The specifics of medical insurance can be confusing, and vision coverage is no exception. Insurance companies usually categorize visits to your eye doctor as either "routine" or "medical”. This has little to do with the steps it takes to perform a full eye exam. A "routine" vision exam often contains the same elements as a "medical" eye exam. Also, the type of eye doctor you see does not determine if the examination is termed routine or medical, and either an optometrist or an ophthalmologist can perform the exam.
The reason for being seen and the results of the examination often determine whether insurance will classify the exam as routine or medical. The difference is determined by the reason for the visit, such as symptoms and complaints, and also the patient’s diagnosis. Insurance companies often look at both when determining payment. The routine vision exam usually produces a final diagnosis, such as “nearsightedness” or “astigmatism”, while the medical eye exam produces a diagnosis such as "conjunctivitis" or "cataract."
Depending on your policy, your medical insurance may cover a medical eye problem, but not pay for the exam if it is a "routine" eye exam. Other policies contain vision plans that provide coverage for glasses and contact lenses or at least give you some type of discount on the doctor’s usual and customary fees. Many times, people with medical insurance have a separate rider policy to cover routine eye exams. To complicate matters more, some medical insurance will cover one routine eye exam every two years in addition to covering eye exams that are for a medical eye problem. And the co-pay for each type of exam may be different!
Here is an example of how both may work in real life:
You’ve decide that it is time for an eye exam because your glasses are falling apart, and you remember that you chose a health plan with routine vision coverage beacause you and your family members wear glasses.

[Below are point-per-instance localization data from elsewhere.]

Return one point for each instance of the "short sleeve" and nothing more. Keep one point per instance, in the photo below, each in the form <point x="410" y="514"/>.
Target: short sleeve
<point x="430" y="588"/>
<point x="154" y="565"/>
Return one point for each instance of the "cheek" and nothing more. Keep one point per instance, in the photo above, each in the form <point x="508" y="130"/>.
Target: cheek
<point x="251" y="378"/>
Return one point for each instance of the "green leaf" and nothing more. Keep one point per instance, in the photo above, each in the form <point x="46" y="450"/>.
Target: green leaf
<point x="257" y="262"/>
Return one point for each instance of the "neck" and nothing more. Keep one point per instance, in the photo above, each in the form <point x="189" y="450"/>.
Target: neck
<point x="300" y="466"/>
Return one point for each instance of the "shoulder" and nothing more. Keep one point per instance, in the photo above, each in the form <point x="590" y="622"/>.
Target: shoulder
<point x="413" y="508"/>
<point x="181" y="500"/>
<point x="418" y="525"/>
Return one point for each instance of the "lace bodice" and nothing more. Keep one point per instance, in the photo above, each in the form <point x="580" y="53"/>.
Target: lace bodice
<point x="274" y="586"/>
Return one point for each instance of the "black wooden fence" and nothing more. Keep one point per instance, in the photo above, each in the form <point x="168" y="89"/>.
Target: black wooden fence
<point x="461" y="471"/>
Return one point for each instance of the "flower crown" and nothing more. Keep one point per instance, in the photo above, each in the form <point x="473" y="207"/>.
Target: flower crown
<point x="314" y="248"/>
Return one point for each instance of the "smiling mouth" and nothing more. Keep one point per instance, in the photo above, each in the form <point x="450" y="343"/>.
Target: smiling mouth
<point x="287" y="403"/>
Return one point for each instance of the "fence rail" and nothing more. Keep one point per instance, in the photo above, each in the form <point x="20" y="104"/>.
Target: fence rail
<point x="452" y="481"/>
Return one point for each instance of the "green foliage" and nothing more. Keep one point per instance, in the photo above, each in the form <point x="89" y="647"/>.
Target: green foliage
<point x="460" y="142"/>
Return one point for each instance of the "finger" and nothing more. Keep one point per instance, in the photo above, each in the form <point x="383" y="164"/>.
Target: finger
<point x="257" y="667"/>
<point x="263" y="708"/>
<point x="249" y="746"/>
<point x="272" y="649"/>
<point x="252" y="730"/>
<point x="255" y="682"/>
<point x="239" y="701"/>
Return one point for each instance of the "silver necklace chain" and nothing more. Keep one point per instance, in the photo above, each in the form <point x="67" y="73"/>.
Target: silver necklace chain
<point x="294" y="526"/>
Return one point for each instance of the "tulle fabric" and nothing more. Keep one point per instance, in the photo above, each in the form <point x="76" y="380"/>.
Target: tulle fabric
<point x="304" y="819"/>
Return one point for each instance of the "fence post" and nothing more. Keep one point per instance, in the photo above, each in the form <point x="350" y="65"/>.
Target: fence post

You first schedule a visit with one of our doctors, then arrive at your appointment where our office authorizes your benefits, and we proceed with the examination. At the end of the exam, your doctor informs you that in addition to a minor prescription change, the examination reveals signs that you may have glaucoma. He or she instructs you to return in one week for additional tests. Because at the end of that exam you are considered a potential glaucoma patient, your medical insurance may cover the exam and additional tests for a medical diagnosis of "glaucoma suspect." When time comes for your examination next year, it is possible that you could use your medical insurance to cover your examination, because this year it was determined that you could be at risk for developing glaucoma. You also may have expected a copay of $20 that your plan requires for a routine eye exam, but end up paying a bit more or even less, if your copay for a medical exam is different.
It is to your benefit to be aware of possible deductibles and co-pays that are a part of your plan. Your insurance plan may cover routine vision care, but you might end up paying for it anyway if your deductible has not yet been met.